O Batalhão de Polícia do Exército (BPE) informou ao STF, na segunda-feira (6), que entregou à Polícia Federal (PF) seis das oito armas registradas em nome de Bolsonaro. Segundo a corporação, uma pistola Glock e uma espingarda não foram encontradas.
A entrega das armas foi determinada pelo ministro Alexandre de Moraes após a renovação da prisão domiciliar concedida ao ex-presidente.

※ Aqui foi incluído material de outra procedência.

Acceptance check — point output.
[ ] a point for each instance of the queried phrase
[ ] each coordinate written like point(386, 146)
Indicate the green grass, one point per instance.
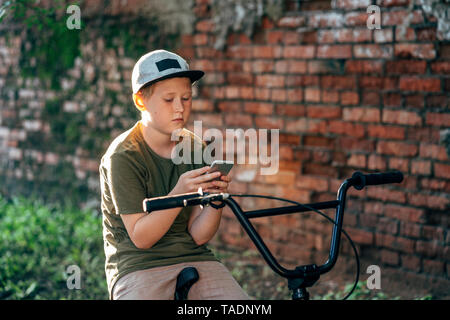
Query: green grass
point(39, 242)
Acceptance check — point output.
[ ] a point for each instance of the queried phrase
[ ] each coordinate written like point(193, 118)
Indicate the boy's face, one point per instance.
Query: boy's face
point(169, 106)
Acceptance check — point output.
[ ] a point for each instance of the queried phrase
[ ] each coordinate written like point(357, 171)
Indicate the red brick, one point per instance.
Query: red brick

Defesa informa localização de espingarda
Segundo os advogados de Bolsonaro, a espingarda está em uma empresa importadora de materiais bélicos localizada em Caxias do Sul (RS).
De acordo com a defesa, a arma foi recebida pelo ex-presidente como presente, mas ainda não foi retirada do estabelecimento.
Pistola Glock está sob custódia da Polícia Civil
Sobre a segunda arma, a defesa afirmou que a pistola Glock é a mesma que foi apreendida com um segurança do ex-presidente e permanece acautelada na Polícia Civil do Distrito Federal.
Na última sexta-feira (3), Alexandre de Moraes determinou a suspensão do porte de arma de Bolsonaro e a apreensão dos armamentos registrados em nome do ex-presidente.
Decisão ocorreu após apreensão de arma com segurança
A decisão do ministro ocorreu após a repercussão da apreensão de uma arma encontrada com um dos seguranças particulares de Bolsonaro.
Apesar de a Polícia Civil do Distrito Federal não ter indiciado o ex-presidente e informar que as armas estão legalizadas, Moraes avaliou que a posse de armamentos não é compatível com o cumprimento da pena de prisão.
Bolsonaro cumpre prisão domiciliar temporária
No ano passado, Bolsonaro foi condenado a 27 anos e três meses de prisão no processo que apurou a trama golpista.
Após passar por uma cirurgia, o ex-presidente recebeu autorização para cumprir prisão domiciliar temporária. Atualmente, ele se recupera de uma pneumonia bacteriana.